Kürtler PKK’nın ardında, DTP’nin ardında ya da Amerika veya ona benzer bir sömürgecinin kuyruğunda dolaştıkça daha yüzyıllar boyunca gün yüzü görmeyeceklerdir. O artık bu noktadan sonra kendi bilecekleri iştir. Biz bu ülkede kanının rengine grubuna bakmadan hem kendimizi Türk bildik hem Türk kabul ettik. Ancak Kürtler bu yangında, dumanından kör oldukları ateşin içine kendini atmayı tercih ederse bizim de elimizden maalesef bir şey gelmeyecektir.

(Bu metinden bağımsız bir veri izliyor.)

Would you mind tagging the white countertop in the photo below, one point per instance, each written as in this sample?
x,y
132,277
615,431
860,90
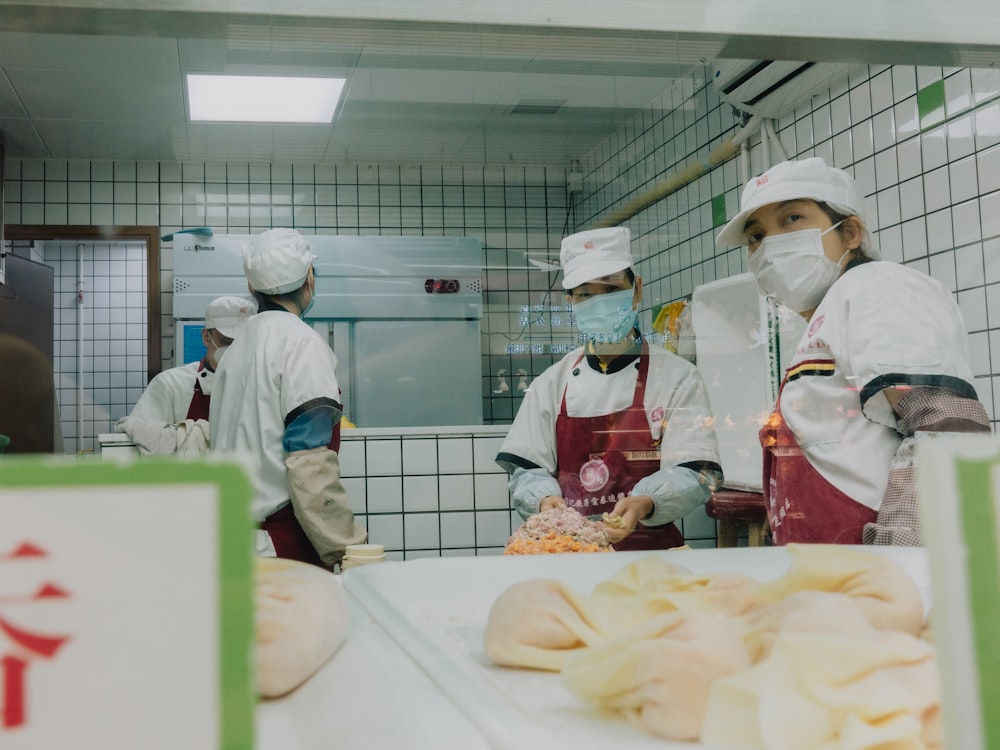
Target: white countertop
x,y
413,672
370,695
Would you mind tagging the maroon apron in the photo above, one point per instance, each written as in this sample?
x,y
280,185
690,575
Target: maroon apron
x,y
802,506
600,459
198,408
287,535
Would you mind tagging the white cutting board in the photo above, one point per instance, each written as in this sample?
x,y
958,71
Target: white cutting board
x,y
436,609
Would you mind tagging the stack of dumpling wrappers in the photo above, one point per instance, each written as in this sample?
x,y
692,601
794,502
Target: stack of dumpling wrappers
x,y
831,656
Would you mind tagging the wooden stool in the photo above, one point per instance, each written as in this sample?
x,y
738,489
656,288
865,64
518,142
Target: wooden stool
x,y
734,510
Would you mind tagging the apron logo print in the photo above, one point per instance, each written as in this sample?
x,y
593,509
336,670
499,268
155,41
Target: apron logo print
x,y
594,475
816,325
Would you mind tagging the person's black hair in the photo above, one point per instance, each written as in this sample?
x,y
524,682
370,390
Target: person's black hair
x,y
273,301
858,255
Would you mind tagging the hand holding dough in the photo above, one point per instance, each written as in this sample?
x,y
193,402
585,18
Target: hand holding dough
x,y
301,617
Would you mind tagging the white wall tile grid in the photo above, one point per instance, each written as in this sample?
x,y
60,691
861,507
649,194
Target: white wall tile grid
x,y
933,188
442,495
931,178
516,212
99,335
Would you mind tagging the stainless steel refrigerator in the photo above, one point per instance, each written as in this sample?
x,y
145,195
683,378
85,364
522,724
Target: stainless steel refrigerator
x,y
29,415
401,313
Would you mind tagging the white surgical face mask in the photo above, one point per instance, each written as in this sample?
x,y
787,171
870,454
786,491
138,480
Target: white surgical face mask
x,y
793,268
606,318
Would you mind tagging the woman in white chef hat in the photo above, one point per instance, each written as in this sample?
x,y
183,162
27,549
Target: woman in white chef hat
x,y
184,392
616,426
884,356
277,400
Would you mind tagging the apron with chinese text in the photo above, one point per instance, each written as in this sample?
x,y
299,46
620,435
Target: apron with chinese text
x,y
287,535
600,459
802,506
198,408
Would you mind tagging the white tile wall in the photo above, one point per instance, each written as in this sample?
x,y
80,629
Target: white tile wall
x,y
934,190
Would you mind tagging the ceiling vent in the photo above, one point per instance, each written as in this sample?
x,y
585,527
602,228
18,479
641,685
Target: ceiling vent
x,y
538,106
772,88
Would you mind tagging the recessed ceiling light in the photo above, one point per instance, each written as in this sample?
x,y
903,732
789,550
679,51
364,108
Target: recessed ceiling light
x,y
220,98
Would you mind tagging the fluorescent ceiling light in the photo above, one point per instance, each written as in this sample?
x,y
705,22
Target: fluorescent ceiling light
x,y
218,98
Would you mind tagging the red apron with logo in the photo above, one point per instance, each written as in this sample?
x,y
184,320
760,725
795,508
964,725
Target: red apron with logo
x,y
198,408
600,459
802,506
287,535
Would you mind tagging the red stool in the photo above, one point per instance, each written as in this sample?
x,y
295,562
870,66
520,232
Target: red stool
x,y
736,510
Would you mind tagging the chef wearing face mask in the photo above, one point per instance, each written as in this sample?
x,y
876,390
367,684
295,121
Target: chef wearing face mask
x,y
884,361
183,392
616,426
276,401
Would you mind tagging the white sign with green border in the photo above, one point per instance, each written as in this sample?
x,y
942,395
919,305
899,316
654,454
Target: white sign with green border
x,y
126,605
959,481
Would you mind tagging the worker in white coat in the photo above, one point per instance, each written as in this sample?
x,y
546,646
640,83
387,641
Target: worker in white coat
x,y
276,401
183,392
616,426
883,362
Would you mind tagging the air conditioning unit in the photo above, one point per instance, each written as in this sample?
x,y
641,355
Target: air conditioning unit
x,y
772,88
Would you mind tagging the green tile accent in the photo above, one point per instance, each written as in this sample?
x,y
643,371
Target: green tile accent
x,y
977,494
237,687
930,105
719,210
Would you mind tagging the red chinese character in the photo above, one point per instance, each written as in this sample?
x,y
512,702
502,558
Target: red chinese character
x,y
27,646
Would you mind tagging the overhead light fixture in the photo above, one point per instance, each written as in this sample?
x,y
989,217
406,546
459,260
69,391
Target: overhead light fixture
x,y
225,98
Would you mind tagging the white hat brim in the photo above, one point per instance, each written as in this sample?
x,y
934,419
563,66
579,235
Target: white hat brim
x,y
591,271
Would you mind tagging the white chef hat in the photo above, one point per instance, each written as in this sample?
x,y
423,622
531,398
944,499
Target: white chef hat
x,y
228,315
277,261
595,253
790,180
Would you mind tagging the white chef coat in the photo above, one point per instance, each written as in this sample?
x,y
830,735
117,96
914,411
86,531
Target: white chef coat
x,y
880,324
277,365
168,395
675,401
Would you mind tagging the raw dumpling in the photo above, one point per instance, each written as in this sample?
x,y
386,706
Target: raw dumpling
x,y
659,674
301,618
817,691
880,586
536,624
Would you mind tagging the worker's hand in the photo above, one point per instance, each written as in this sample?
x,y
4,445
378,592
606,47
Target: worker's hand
x,y
621,522
551,501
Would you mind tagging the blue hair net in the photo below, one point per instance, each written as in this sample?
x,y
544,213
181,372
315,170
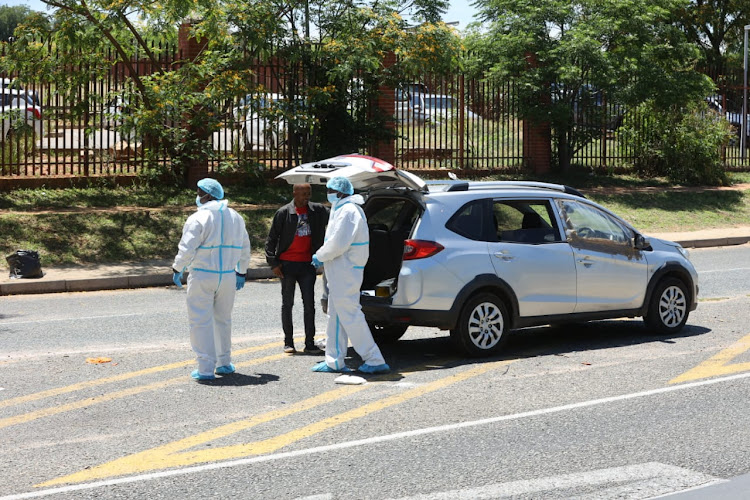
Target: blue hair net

Ancak bugün Türkiye’de şu aşamada Kürt sorunu adıyla yürütülen AB-ABD destekli kampanya Kürtlerle falan ilgili değildir. Tıpkı Ermeni açılımında olduğu gibi zayıflatılmak çökertilmek istenen, İslamcı dimağların/köklerin ve AB-ABD bakış açılarının diş bilediği “TC” ve onun bu kesimlerce algılanan özellikleridir.
Bazılarınca yıllardır bir küfür kelimesi olarak kabul edilen “TC” budandıkça bu bölgede ABD’nin yeni kurtçuklar türetme imkânı artacaktır. Bu oyuncak kurtçuklar, dün Usame bin Ladin ve Kürtler'di bugünlerde ise muhtemelen Mukteda el Sadr, Arabistan ya da Katar’da bir bedevi şeyhi, Suriye’de Nasranîler veya henüz akla gelmeyen birileri olacaktır.
Evet, gerçekten de zayıflatılmış, geleneksel kökleri budanmış, batının öngördüğü ve tanımladığı demokrasinin girdabına boğazına kadar batmış bir Türkiye, uluslar arası çevrelerin emrivakilerinin bir milim dahi dışına çıkamayacak bir ülkeye dönüşecektir.
Bu gürültülerin nihayetinde Türkiye, asıl kaynakları Avrasya’da olan enerji eksenli politikalarla dünyanın yeniden kurgulandığı, küresel politikalar ve sorunların gelecekte en büyük sorunlardan biri haline getireceği su sorunlarının zirveye çıkacağı bir bölgede geleneksel karşı koyma dinamiklerini tamamen kaybetmiş olacaktır.
Petrol bol bol ülkemizden borularla geçecek ama dünyanın en pahalı petrolünü tüketeceğiz, Fırat ve Dicle bölgeyi ihya ederken bu nehirlerin yönetimi AB’nin Su Çerçeve Direktifleri ile oluşturulacak uluslar arası bir konsorsiyumlara verilecek, Kürt meselesi bitecek yerini “TC tarafından ezilen ve zulme uğrayan” diğer 36 etnik gruptan olup da sırasını bekleyenler alacak, kısmet olursa kafatasçı barbar Türkler de gerisin geri Orta Asya’ya sürüleceklerdir.
Bu arada İslamcıların fantezileri de Kürtlerin devlet kurma hayali gibi çöpe gidecek, heba olup giden ise tüm bir coğrafyanın şemsiyesi olma niteliğini henüz farkında olmasa da taşıyan “tu kaka” TC’ye olacaktır.
Son söz…
“Muhtaç olduğun kudret damarlarındaki asil kanda mevcuttur”.